If you are about equally at home with an FPGA or a microcontroller for development purposes, a microcontroller will cost less in small quantities.
The lowest cost FPGA listed at DIGIKEY in 1,000 quantity is $US2.85/1000.
Digikey have a microcontroller part which would do this task for about $US0.30. This is an "outlier" and you would usually expect to pay $US0.50 - $1.00 in 1000 quantity. For $US0.68/1000 you get this ST offering - STM8S103xx with UART, SPI, IIC, 5 x 10 bit ADC, multiple timers and 28 I/O lines.
When it comes to doing "bits and pieces" around your core design a microcontroller is going to be substantially more flexible and take less time, unless you are an FPGA guru.
Assembly wise both FPGA and microcontroller are similar. In most cases you will need external driver ICs or discrete components to drive higher current loads - which probably includes your 7 segment display if it is LED (and not if it is LCD).

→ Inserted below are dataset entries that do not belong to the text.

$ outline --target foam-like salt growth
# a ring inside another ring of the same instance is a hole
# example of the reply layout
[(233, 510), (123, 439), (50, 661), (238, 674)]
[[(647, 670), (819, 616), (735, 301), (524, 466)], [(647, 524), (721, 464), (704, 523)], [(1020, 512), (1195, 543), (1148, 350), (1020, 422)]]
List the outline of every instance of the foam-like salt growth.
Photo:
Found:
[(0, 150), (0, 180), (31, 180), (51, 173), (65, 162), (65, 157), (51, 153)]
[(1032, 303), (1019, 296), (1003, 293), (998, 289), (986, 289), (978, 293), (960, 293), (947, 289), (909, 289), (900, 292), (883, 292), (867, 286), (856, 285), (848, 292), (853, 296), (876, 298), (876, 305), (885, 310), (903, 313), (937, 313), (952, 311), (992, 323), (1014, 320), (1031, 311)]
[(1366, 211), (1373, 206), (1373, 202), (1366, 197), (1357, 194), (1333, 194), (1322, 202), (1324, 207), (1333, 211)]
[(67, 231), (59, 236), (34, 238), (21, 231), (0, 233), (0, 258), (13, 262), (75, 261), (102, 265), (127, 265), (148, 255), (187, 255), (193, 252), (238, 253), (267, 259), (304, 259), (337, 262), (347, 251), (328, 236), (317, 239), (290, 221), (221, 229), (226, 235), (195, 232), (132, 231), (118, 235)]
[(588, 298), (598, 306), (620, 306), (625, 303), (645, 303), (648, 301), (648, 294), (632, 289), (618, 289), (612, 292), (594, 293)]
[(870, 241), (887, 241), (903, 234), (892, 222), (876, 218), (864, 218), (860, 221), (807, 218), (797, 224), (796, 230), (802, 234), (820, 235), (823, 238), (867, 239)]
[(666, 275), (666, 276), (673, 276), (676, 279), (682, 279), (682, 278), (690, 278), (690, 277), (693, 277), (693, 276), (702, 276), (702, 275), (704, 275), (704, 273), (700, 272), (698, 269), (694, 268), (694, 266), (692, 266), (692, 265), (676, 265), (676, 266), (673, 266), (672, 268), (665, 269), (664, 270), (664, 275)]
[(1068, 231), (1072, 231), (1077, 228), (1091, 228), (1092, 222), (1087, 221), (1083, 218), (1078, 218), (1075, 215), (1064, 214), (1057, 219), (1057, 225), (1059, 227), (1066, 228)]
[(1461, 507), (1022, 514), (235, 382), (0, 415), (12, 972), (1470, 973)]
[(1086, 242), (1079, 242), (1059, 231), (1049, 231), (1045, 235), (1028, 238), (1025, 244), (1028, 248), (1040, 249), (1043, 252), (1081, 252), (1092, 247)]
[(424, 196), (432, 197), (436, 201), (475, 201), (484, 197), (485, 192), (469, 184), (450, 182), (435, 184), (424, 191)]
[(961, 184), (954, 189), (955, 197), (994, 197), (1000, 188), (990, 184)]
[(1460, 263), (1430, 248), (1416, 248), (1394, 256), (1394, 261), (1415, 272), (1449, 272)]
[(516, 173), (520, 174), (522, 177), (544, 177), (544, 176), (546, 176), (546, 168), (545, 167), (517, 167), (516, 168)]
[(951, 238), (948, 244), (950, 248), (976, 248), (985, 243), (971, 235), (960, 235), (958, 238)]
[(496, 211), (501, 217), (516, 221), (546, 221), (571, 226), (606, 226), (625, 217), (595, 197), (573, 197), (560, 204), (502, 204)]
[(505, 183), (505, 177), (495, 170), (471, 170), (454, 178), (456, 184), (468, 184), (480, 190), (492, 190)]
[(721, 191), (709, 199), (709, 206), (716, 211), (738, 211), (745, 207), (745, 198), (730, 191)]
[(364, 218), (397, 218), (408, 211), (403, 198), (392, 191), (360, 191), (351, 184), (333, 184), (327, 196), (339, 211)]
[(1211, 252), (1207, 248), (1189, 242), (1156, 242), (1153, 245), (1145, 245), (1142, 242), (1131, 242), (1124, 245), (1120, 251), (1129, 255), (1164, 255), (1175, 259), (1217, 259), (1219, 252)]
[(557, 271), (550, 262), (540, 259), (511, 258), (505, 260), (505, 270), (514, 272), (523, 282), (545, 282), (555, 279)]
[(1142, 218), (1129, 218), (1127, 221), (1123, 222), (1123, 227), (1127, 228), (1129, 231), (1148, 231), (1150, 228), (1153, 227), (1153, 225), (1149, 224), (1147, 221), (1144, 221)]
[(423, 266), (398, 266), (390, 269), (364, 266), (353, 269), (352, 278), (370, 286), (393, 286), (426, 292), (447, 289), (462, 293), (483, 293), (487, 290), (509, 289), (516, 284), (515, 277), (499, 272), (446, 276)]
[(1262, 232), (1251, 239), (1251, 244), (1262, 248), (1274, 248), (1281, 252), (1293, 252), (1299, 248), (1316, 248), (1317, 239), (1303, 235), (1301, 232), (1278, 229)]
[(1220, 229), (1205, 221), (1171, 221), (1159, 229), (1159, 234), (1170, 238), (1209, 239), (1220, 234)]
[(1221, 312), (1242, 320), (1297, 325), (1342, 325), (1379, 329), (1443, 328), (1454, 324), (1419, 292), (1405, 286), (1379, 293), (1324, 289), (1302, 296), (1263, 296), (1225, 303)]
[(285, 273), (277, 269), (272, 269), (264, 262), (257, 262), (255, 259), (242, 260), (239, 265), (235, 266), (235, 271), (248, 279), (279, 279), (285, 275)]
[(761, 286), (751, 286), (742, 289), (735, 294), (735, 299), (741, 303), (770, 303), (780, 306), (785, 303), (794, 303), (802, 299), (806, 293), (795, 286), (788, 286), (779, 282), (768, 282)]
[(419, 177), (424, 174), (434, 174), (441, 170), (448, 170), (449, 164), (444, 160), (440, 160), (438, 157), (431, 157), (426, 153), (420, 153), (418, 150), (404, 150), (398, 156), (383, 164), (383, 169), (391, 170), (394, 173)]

It does not sound like your application is really all that compute intensive. A dsPIC, for example, can execute 400 k instruction for each one of your iterations. That's a lot. It will be useful, however, to have good low level I/O capability, PWM generators, timers, and the like.
Sine and cosine is really not that hard to do in a integer machine like a dsPIC. I have done it a few time myself. The trick is to pick the right representation for angles. Radians may be nice from a theoretical point of view, but is inconvenient computationally. Degress are artificial and just silly. Use the full range of whatever your machine-sized integer is to represent one full rotation. For example, on a dsPIC, which is a 16 bit processor, one full rotation is 65536 counts, which is way more accuracy and resolution than you need to control a robot or that you can measure anyway.
One advantage of this representation is that all the wrapping happens automatically just due to how unsigned integer adds and subtracts work. Another significant advantage is that this representation lends itself particularly well to using lookup tables for sine and cosine. You only need to store 1/4 cycle. The top two bits of the angle tell you which quadrant you are in, which tells you whether to index into the table forwards or backwards, and whether to negate the result or not. The next N lower bits are used to index into the table, with the table having 2N segments (2N+1 points). Note that indexing into the table backwards is then just complementing the table index bits.
You can give the table enough points so that picking the nearest answer is good enough. For example, if the table has 1024 segments, then sine and cosine will be computed to the nearest 1/4096 of a circle. That's going to be plenty for controlling a robot. If you want more accuracy, you can either make the table bigger or use the remaining lower bits of the angle to linearly interpolate between adjacent table entries.
Anyway, the point is it seems your requirements for this processor don't match up with the stated problem. I'd probably use a dsPIC33F. It is certainly small, light weight, and much more power efficient than a full blown general purpose computing process like a x86 on a single board computer.
Best Answer
I do both hardware and firmware, and I think this project is a much better fit for a microcontroller than an FPGA, unless you're way more comfortable with logic design than coding C. As you said, running under Linux you can use multiple threads.
I believe the BeagleBone Black is probably the best platform for this project. It has way more I/O pins available than the Raspberry Pi. Forget the Parallella, since they've stopped taking pre-orders.
Although you didn't mention it in your post, I see you added a tag for Arduino. Don't even think of trying to use one of those for this project. The cats would win.